Please, Mr. Roberts, can’t I take you home?”
“If you insist,” he murmured, climbing
aboard Bouncing Betsy. “You seem to know my name, but I haven’t the pleasure of
your acquaintance.”
“I’m Jane Carter. My father publishes
the Examiner.”
“Oh, yes.” Mr. Roberts replied
mechanically.
“Your home is on Drexel Boulevard, I
believe?”
Marcus Roberts nodded and in the same
dull, lifeless voice supplied the address. He made no attempt at conversation.
Mr. Roberts’s face bore lines of mental fatigue and discouragement. He stared
straight ahead with glazed, unseeing eyes.
Hoping to start a conversation, I
remarked that I was the managing editor of Carter’s
All-Story Weekly. For the first time, Marcus Roberts displayed interest.
“Oh, are you the young lady who has
taken over my building?” he asked.
“Yes, Mr. Vaughn allows me the use of
it rent-free. I hope you don’t mind?”
“Mind?” repeated Mr. Roberts, laughing
mirthlessly. “Why should I mind?”
“Well, I thought—that is—”
“You thought that because I gave up my
own paper I might not wish to see the building used by another?”
“Something like that,” I admitted.
“I try not to think about the past,”
said Mr. Roberts quietly. “Long ago, I made my decision, and now I must abide
by it. I realize that I never can publish the Morning Press again. I’m broken, beaten!”
“Surely one can’t be defeated so long
as one is willing to keep up the fight,” I said. “If you chose to make a
comeback, I’m certain you would succeed.”

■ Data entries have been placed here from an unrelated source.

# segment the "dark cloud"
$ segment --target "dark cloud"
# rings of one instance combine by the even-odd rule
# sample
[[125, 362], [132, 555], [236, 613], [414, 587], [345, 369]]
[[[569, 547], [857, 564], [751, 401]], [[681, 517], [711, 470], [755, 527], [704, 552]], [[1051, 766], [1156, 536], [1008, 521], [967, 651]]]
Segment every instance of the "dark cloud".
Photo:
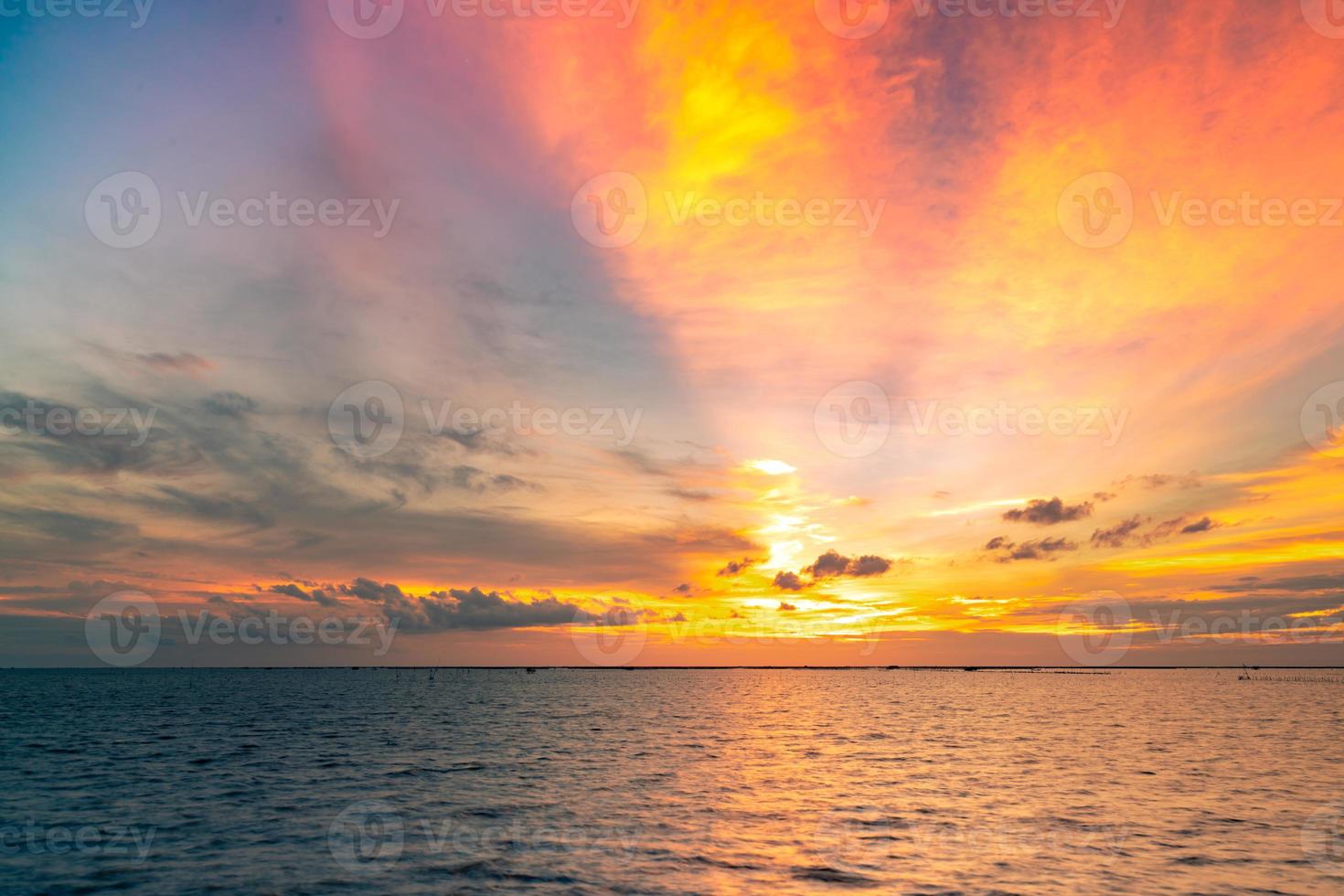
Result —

Mr. Roberts shook his head impatiently.
“You don’t understand. I am through—finished. All I can hope to do is to hold
fast to what little I have and try to protect Henrietta.”
“Henrietta is your wife?”
“My daughter. If it weren’t for her—”
Mr. Roberts hesitated, then finished in a voice deliberately casual: “If it
weren’t for her, I probably would end it all.”

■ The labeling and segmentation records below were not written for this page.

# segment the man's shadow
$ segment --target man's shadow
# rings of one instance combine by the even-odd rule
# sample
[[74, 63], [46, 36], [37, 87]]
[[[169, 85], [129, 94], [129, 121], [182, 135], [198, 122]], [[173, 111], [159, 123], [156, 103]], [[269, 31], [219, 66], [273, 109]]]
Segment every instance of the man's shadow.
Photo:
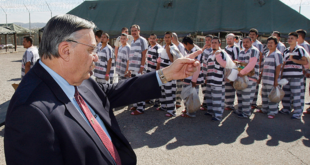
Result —
[[166, 145], [168, 150], [183, 146], [234, 142], [250, 120], [226, 110], [222, 122], [212, 122], [210, 116], [204, 115], [206, 112], [200, 110], [196, 118], [184, 118], [180, 116], [184, 108], [178, 109], [177, 116], [172, 118], [165, 116], [166, 112], [156, 110], [154, 107], [146, 109], [143, 114], [132, 116], [130, 110], [124, 110], [116, 117], [134, 148]]
[[[289, 142], [298, 140], [304, 136], [304, 132], [308, 132], [310, 130], [310, 128], [300, 120], [291, 120], [292, 114], [278, 114], [274, 119], [267, 118], [266, 114], [256, 112], [254, 115], [246, 129], [248, 136], [240, 140], [242, 144], [250, 144], [254, 143], [254, 140], [270, 138], [266, 144], [276, 146], [279, 144], [280, 141]], [[304, 132], [300, 130], [304, 130]]]

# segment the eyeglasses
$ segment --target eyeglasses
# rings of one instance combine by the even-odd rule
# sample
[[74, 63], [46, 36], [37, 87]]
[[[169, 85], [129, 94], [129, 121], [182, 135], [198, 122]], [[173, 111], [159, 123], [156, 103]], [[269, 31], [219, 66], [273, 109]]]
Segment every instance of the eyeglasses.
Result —
[[91, 46], [90, 44], [84, 44], [84, 43], [82, 43], [80, 42], [78, 42], [77, 41], [75, 41], [75, 40], [66, 40], [67, 42], [74, 42], [78, 44], [84, 44], [86, 46], [90, 46], [92, 48], [94, 48], [94, 50], [92, 50], [92, 55], [94, 55], [96, 54], [97, 52], [97, 50], [98, 50], [98, 46]]

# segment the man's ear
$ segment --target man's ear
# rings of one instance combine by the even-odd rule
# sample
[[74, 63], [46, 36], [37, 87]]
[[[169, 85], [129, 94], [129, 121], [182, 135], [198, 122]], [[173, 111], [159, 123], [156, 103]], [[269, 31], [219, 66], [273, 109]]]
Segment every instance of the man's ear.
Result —
[[68, 62], [70, 60], [69, 50], [69, 45], [67, 42], [62, 42], [58, 46], [59, 55], [60, 58], [64, 59], [66, 62]]

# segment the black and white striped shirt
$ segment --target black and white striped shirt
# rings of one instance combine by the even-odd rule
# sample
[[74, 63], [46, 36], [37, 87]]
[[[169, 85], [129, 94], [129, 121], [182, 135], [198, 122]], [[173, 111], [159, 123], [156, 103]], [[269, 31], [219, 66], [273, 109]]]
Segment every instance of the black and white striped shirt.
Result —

“Why, Mr. Roberts!” I protested. “You
can’t mean that.”
“Don’t be alarmed,” he said, smiling
faintly. “I have no intention of taking the easy way out.”
A dozen questions flashed through my
mind, but I was afraid to ask any of them. From Mr. Roberts’s remarks, it was
evident that he had not relinquished the Press of his own free will. But could financial difficulties alone
account for his state of mental depression?
In the darkening twilight, we
approached a huge white-painted brick house, set back some distance from the
boulevard. It had once been an elegant, palatial dwelling, but now peeling
paint had made it unsightly. Roof shingles were curling, and the expansive
front veranda sagged. An iron fence failed to hide a swath of overgrown gardens
and untended lawn.
“This is my home,” said Mr. Roberts.
“Turn into the driveway, if you wish.”
I stopped Bouncing Betsy just inside
the iron gate.
As Mr. Roberts got out, a girl who
appeared to be in her early twenties arose from a bench on the veranda. She
came toward the car, a white collie trotting at her side. Midway across the
lawn, she paused, then half turned as if to retreat.
“Henrietta,” called Mr. Roberts. “Will
you come here, please?”
Reluctantly, the girl approached the
car, her gaze meeting mine defiantly. Henrietta was a beautiful girl with
bright brilliant red hair and steel-blue eyes.
“Henrietta, this is Mrs. Carter,” said
her father.
“How do you do,” the girl responded
coldly.
I recognized her instantly. Mr.
Roberts’s daughter, Henrietta, was the girl who had tossed the wig and clothing
into the river after disembarking from the Flamingo.
“How do you do, Miss Roberts,” I said.
“Haven’t we met before?”
Henrietta kept her face averted from
her father. She met my gaze with a bold stare.
“I think not,” she said evenly. “No, Mrs. Carter, you are mistaken.”